· ai-agents · pm-workflow

The Multi-Agent Default Is Don't

The first thing most PMs want to do with agents is build a team of them. The research mostly says don't. Here's when that's right, and when it isn't.

The first thing most PMs want to do with agents is build a team of them. A planner that decides the work. A researcher that gathers the context. A writer that produces the output. A critic that reviews it. The instinct comes from how human teams work. The pattern fits the way I think about org charts. It feels right.

I’m guilty of this too. The first thing I wanted when I started building agents was a roster of them. The research says I was wrong.

Cognition, the team behind Devin, published a post titled “Don’t Build Multi-Agents.” Their summary: when they replaced their single-agent architecture with a multi-agent one, the system got worse. The subagents misunderstood each other. They produced stylistically incompatible output. The coordinator couldn’t reconcile assumptions the agents made in isolation. They went back to a single agent with read-only sub-components and the quality improved.

Anthropic’s stance is similar. Their “Building Effective Agents” guidance starts with: “Start with simple prompts, optimize them with comprehensive evaluation, and add multi-step agentic systems only when simpler solutions fall short.” They’ve measured the cost: multi-agent systems consume about fifteen times more tokens than standard single-agent interactions. OpenAI’s practical guide repeats the same advice: maximize a single agent’s capabilities first, add more agents only when separation actually solves a specific problem.

The hardest data comes from Google DeepMind. 180 controlled experiments comparing single-agent and multi-agent architectures, plus a separate UC Berkeley study that analyzed 1,600 production traces from multi-agent systems in the wild.

17.2x
error amplification in unstructured multi-agent
DeepMind, 180 experiments
4.4x
error rate even with centralized orchestration
DeepMind
39-70%
degradation on sequential reasoning tasks
DeepMind
41-86.7%
of multi-agent systems fail in production
UC Berkeley, 1,600 traces

Where multi-agent does work

The research isn’t saying never use multiple agents. It’s saying the default is one, and the exceptions are specific.

Parallel read-only exploration

When agents pursue independent paths and don’t modify shared state, multi-agent improves on single-agent. Anthropic’s multi-agent research system measured 90% improvement on research tasks. DeepMind measured 80.9% improvement on financial reasoning when agents analyzed revenue, costs, and market comparisons in parallel.

Functional separation

Anthropic’s harness design guide splits long-running work into Planner / Generator / Evaluator. Plan-and-Act achieved 53.9% on WebArena-Lite. ADaPT improved ALFWorld by 28.3pp over static plan-and-execute. Works because each agent’s job is genuinely different and the handoff product is well-defined.

High-throughput concurrency

Mount Sinai’s healthcare study found multi-agent held 90.6% accuracy at 5 concurrent tasks vs single-agent dropping from 73.1% to 16.6% at the same load. When the bottleneck is “one task at a time,” multi-agent wins.

That’s three cases. Parallel exploration, functional separation, high-throughput concurrency. Each one has clear measurable wins. Each one fits a specific pattern.

Where it breaks

The common thread of failed multi-agent systems is shared context that the agents can’t actually share. The Planner makes a decision the Generator doesn’t see. The Researcher gathers context the Writer doesn’t get. The Critic reviews output the Writer didn’t intend that way. Every handoff is an information loss boundary, and on sequential work where decisions depend on each other, the boundaries compound.

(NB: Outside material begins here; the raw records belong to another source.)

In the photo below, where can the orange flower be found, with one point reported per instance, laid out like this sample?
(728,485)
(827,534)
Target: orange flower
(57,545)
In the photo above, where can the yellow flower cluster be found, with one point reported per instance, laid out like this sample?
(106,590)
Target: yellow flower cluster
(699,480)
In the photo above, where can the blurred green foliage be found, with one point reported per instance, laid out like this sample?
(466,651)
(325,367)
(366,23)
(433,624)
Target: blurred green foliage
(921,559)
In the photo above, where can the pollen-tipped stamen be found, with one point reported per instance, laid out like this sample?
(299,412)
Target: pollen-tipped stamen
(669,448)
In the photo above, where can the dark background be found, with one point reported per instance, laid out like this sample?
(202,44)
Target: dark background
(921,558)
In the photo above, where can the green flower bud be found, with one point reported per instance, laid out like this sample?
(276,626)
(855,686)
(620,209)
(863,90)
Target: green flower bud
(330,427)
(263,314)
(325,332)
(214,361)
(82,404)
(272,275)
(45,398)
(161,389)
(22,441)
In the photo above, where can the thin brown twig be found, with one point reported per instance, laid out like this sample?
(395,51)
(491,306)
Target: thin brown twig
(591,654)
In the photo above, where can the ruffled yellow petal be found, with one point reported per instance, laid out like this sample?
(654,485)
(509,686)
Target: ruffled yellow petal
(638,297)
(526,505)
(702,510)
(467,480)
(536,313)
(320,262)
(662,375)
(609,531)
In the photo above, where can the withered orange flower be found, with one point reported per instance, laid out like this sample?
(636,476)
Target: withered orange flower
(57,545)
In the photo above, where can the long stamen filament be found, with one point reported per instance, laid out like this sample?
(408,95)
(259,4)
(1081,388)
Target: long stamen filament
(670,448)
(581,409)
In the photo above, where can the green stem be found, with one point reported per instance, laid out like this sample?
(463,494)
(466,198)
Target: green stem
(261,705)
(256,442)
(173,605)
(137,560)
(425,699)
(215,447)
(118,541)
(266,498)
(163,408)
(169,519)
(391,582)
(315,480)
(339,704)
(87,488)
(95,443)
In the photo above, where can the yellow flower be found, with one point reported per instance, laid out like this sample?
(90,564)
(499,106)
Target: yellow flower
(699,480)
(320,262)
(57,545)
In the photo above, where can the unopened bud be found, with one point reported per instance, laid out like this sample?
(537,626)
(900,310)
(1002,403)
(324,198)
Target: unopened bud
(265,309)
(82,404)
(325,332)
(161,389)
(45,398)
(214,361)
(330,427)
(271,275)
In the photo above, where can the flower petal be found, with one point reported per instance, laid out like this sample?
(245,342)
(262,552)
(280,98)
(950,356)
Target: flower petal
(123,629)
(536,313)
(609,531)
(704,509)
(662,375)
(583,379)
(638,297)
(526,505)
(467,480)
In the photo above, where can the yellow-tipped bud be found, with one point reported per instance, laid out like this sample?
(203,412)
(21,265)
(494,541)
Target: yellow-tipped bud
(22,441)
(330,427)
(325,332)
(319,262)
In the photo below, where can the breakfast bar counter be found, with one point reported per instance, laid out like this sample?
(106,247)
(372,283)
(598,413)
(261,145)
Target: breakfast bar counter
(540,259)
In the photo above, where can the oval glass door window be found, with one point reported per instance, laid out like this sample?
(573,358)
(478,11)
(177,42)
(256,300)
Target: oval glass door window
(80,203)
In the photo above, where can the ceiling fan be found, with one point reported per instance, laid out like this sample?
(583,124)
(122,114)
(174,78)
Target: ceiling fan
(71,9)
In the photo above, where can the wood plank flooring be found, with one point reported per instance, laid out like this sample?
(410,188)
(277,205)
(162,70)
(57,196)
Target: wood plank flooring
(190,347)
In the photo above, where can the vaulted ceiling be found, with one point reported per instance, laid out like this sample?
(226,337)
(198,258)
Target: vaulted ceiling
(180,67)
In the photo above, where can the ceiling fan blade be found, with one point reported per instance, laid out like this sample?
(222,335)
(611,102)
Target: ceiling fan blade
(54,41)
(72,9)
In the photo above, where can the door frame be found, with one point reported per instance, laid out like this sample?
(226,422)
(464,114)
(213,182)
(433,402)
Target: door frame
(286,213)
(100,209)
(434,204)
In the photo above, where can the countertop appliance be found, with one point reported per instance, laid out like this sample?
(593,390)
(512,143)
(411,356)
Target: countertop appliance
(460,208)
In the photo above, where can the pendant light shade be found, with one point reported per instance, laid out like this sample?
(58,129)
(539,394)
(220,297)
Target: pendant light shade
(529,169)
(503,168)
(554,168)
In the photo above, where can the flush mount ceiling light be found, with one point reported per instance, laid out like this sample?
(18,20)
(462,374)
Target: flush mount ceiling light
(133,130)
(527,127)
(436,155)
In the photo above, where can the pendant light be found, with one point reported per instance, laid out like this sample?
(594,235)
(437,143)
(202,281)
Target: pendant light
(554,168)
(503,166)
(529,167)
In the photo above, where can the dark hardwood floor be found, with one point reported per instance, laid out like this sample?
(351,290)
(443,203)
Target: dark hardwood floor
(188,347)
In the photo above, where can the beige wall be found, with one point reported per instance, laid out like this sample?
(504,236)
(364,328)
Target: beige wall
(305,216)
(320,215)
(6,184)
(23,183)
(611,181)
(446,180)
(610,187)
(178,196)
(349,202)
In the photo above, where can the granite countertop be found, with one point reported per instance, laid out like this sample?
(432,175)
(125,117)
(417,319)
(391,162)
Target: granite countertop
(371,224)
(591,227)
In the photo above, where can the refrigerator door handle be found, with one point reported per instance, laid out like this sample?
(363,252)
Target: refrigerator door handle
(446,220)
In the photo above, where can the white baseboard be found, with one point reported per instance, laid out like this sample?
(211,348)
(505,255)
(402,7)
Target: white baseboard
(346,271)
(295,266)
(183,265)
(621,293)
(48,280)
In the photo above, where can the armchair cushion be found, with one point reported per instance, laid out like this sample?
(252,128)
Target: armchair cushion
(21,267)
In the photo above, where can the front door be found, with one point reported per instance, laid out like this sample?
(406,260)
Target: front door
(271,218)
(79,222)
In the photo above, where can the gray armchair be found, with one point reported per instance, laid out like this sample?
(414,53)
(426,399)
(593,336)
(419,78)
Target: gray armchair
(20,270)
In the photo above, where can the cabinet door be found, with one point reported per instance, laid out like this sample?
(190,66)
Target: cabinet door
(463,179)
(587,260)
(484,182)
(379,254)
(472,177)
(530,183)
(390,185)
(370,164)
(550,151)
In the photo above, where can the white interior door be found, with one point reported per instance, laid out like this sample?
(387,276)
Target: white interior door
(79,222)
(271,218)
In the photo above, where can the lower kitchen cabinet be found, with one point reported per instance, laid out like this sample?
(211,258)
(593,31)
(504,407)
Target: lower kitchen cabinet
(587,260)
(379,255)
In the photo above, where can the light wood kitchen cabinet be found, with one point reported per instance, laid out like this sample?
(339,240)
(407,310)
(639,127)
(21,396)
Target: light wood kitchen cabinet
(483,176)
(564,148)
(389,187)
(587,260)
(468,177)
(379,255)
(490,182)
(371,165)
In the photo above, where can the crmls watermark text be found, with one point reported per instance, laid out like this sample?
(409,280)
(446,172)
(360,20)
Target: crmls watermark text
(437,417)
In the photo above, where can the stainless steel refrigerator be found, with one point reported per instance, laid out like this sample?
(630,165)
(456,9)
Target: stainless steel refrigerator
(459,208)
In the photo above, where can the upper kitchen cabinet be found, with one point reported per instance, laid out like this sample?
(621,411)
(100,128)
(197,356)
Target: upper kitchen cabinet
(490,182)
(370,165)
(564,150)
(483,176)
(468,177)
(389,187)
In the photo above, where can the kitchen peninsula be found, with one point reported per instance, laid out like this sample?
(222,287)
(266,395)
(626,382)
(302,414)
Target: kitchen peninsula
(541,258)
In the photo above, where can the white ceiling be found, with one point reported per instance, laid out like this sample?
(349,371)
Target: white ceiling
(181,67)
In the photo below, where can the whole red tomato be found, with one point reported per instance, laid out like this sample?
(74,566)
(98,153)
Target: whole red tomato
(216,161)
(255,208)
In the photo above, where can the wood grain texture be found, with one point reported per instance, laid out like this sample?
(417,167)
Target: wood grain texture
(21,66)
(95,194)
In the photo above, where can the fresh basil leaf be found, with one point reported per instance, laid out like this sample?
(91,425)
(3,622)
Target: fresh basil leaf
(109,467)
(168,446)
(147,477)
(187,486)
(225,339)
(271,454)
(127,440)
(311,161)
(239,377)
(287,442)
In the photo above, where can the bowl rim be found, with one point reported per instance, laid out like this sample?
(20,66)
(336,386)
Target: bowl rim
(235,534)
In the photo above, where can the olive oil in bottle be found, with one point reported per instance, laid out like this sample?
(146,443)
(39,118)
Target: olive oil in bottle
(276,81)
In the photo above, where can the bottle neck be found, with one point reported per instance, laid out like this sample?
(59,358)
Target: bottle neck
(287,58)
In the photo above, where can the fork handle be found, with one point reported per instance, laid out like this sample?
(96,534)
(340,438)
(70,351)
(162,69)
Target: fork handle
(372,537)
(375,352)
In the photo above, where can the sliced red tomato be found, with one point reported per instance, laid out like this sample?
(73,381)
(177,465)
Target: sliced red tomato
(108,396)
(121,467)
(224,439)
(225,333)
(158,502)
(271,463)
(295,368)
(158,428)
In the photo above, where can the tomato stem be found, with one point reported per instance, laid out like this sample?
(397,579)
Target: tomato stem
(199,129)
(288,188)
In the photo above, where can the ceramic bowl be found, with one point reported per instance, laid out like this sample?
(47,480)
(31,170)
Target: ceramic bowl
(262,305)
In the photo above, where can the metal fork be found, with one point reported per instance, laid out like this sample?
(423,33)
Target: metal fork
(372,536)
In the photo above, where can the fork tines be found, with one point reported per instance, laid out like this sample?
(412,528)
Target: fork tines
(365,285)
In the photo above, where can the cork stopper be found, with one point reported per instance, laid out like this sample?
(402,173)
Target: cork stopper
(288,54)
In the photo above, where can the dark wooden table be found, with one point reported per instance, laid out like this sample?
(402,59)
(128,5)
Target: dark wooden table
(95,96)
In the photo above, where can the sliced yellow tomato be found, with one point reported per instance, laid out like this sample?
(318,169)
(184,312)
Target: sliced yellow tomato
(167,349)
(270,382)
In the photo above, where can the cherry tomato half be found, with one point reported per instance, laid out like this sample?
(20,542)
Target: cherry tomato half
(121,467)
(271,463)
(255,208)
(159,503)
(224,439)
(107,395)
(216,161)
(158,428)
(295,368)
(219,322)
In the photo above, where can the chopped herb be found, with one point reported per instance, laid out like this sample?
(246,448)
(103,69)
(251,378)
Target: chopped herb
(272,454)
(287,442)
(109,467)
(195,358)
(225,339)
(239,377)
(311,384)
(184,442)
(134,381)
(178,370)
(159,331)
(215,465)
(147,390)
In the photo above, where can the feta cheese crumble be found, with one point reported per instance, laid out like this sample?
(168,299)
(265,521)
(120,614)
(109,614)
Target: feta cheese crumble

The “Spark to Fire” paper modeled multi-agent collaboration as a directed dependency graph and found that injecting a single atomic error early in the graph leads to system-level false consensus. Minor inaccuracies don’t get corrected, they get reinforced. Each agent treats the output of the previous one as ground truth.

This is the failure mode I keep watching for when I’m tempted to add an agent. “Would this work if I just gave the single agent better instructions” is almost always yes, with much less downside.

The check I run

Before I add a second agent, I ask:

  1. Is the work I want to split actually independent, or does it depend on context that lives in the parent’s conversation?

  2. Can I define what “good output” looks like at the handoff boundary, precisely enough that the parent can tell whether the subagent did its job?

  3. Is the single-agent version failing for a specific reason, or am I splitting because the human-team analogy feels right?

If the answers are independent / yes / specific reason, I split. If they’re “kind of dependent” / “not really” / “feels right,” I don’t.

I have one multi-agent system in production. It’s my Autobots harness, and it’s a functional separation for long-running work. It took eight months to get the architecture right. The early versions failed in exactly the ways the research predicted. The version that works is the one where the agents’ jobs are genuinely separate, the handoff product is a well-defined file, and the orchestrating agent has read access to everything but write authority over none of it.

Even then, most of the work each agent does is itself single-agent. The multi-agent layer is the smallest part of the system. The bulk of the code is one agent doing one job at a time, with the same care a single-agent architecture would get.

The default is one. Don’t promote to many until the failure mode justifies it.